The Edmonton-based bank, a Crown corporation of Alberta, attributed the decline to higher non-interest expenses and loan-loss provisions that outstripped a 9.4% rise in revenues from a year earlier to $566.7 million.
Revenue growth was fuelled by a 5.5% year-over-year increase in net loans, which reached $53.6 billion. Total deposits also rose 8.3% year over year to $43.5 billion, ATB said.
ATB’s wealth management business saw total total assets under administration rise to $36.6 billion, up 22% quarter over quarter, and up 34% from the same quarter of 2023.
It said its acquisition of Manitoba-based BCV Asset Management Inc., completed last November, added more than $5.8 billion to its assets under management to its ATB Wealth division.
Net income for ATB Wealth came to $2.7 million for the quarter, up from $2.0 million the previous quarter and compared to a loss of $2.0 million in the third quarter of 2023.

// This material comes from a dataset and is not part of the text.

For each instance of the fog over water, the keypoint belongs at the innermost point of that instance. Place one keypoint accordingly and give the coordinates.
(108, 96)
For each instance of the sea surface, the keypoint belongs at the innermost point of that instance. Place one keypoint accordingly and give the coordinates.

ATB said the improvement was driven by its acquisition of BCV and revenue growth outpacing expenses.
Wealth management clients increased to 832,440 from 822,549 in Q2 and 811,365 in the same quarter a year ago.
Its wealth management team grew to 5,410 members, compared with 5,281 in the previous quarter and 5,327 a year earlier.
Loan-loss provisions increased to $53.5 million, compared to $18.9 million in the previous quarter, and $29.5 in the year-earlier quarter. ATB attributed the rise to new impairments and an increase in provisions for Stage 3 loans.
ATB noted the high level of geopolitical and economic uncertainty due to the potential for the United States — the destination for 90% of Alberta’s exports, principally oil and gas — to implement tariffs on Canadian goods and energy.